I went back today for more blood work (YES MORE) and my first dressing change.  I forgot how badly those things hurt.  Here is a little over 24 hours since my insertion and I’m actually doing pretty well.  Yes, my arm hurts.  No, I can’t lift anything with that arm.  Yes, it’s painful to put on clothes and deodorant, but – I slept last night.  The first time around I couldn’t sleep for a week.
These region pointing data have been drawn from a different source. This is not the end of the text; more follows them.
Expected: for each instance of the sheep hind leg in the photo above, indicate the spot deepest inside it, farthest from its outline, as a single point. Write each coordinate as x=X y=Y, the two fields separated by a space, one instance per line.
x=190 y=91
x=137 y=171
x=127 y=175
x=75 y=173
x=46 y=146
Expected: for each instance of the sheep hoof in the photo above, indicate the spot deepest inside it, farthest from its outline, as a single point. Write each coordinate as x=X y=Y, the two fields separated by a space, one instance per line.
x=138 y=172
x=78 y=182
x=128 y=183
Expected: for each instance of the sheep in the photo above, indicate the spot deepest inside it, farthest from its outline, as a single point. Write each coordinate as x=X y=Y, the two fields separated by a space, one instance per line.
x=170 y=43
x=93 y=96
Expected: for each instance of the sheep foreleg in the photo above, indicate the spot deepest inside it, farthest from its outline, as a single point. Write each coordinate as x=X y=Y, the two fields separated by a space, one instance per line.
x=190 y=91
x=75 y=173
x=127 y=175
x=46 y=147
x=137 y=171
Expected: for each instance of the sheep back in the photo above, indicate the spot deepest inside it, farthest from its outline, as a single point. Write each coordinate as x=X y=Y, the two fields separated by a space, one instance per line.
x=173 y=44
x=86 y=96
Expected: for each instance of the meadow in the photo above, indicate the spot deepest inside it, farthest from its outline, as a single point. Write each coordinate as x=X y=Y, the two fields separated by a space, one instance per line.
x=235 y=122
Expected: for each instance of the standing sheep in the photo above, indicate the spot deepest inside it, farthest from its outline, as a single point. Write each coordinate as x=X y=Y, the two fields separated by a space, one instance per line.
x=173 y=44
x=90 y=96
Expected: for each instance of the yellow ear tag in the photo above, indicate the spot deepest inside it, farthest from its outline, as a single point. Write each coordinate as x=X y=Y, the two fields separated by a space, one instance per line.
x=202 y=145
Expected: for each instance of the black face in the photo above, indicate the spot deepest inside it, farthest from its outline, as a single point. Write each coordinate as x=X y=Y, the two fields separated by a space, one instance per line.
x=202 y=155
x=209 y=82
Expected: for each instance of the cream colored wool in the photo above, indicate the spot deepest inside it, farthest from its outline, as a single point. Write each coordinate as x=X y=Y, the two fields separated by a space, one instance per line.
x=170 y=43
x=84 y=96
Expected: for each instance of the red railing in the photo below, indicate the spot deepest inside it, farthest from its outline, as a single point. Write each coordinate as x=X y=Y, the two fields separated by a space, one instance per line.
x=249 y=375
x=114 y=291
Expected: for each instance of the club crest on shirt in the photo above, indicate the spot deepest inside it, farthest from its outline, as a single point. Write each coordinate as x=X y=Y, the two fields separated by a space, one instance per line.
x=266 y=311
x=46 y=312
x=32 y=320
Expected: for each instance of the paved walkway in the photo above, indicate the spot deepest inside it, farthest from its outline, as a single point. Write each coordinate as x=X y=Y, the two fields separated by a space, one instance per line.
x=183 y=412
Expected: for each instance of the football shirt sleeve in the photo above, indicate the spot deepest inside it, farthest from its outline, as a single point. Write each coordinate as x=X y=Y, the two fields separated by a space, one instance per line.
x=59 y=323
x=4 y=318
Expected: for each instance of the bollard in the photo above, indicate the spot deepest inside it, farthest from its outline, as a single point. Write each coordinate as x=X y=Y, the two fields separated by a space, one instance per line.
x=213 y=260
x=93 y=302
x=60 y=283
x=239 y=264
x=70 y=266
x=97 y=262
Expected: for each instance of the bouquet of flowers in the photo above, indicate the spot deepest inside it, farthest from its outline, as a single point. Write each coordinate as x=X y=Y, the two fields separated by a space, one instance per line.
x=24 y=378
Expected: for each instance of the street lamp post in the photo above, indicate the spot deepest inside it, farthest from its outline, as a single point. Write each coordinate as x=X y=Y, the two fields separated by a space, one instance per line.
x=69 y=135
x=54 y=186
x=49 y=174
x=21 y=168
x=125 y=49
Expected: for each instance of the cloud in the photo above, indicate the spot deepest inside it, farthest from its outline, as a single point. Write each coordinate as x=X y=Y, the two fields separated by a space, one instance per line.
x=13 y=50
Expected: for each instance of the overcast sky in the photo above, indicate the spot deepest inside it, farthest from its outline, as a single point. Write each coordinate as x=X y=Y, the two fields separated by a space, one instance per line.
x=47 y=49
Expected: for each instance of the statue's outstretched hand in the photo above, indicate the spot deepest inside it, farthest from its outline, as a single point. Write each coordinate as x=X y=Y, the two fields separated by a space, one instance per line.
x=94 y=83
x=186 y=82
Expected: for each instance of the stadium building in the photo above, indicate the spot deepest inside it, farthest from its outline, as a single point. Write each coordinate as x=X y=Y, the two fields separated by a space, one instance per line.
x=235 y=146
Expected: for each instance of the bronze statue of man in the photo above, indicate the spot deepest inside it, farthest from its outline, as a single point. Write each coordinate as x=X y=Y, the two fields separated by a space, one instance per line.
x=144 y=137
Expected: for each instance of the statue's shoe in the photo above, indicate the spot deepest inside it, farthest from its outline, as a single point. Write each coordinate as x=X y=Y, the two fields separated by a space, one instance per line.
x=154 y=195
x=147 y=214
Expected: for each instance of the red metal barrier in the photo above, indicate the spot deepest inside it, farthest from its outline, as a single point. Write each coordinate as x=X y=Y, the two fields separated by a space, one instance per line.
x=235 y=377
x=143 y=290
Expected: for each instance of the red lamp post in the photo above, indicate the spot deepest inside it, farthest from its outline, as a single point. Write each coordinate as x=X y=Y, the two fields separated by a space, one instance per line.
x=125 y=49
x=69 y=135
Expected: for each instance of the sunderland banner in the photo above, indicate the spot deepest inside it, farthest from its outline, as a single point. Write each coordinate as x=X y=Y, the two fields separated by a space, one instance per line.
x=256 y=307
Granted I slept for an hour and woke up.  Afterwards, I repeated it all night.  However – I got at least an hour sleep straight at least 4 occasions.  I’ll take that!

Dreading the Difficulties

Sometimes there are things you do on a daily basis that you think are easy -but when you have a Chronic Illness – they aren’t so easy.  This post won’t go into details of those items.  Instead, I want to make a list of a few things that are even more difficult when you have a PICC line.

These are the things that I find difficult.

  • Washing your hair.
  • Drying your hair.
  • Straightening your hair with a flat iron.
  • Okay pretty  much anything to do with your hair –
  • Putting on shirts.
  • Removing shirts.
  • Putting on jackets.
  • Removing jackets.
  • Reaching for something that requires full stretch of your arm – and any much lift of your arm.
  • Carrying your purse – especially if you tend to carry it on a certain shoulder – and is the picc line arm.
  • Carrying or lifting anything for that matter greater than 5 pounds.  (simply put -DON’T DO IT!)
  • Driving can be difficult the first few weeks.
  • Shaving your arm pits.
  • Putting on antiperspirant.
  • Showering
  • Bathing
  • Vaccuming
  • Washing & Drying Clothes
  • Washing Dishes
  • Opening windows in the house




I think the worst 5 things for me are:

  • Involve Hair (Washing, Drying, Brushing, etc)
  • Sleeping
  • Involve the Arm Pits!  (Shaving and applying the keep it from being smelly stick)
  • Laundry (Pulling out of the washing is worse than pulling out of the dryer)
  • Wiping your bum – Yes I saved the grossest one for last!  Do you know how difficult it is to wipe your bum when you can’t reach back there?


You may wonder why on earth one would consider getting one –


  • No IV sticks for non-existent veins – which will in turn allow me to get the IV’s I need –
  • Easy blood draw access.  Will be able to draw more than 2 measly vials at a time before a vein blows – and will be able to go in more than once a couple of months to get checks.

Those are the ONLY two reasons I need for getting one.  Why now?  I’ve met my deductible for the year.  So my insurance should pay for more of my picc insertion and initial blood draws than if I waited until January.   If I hadn’t met my deductible, I’d wait until after the holidays to get this done.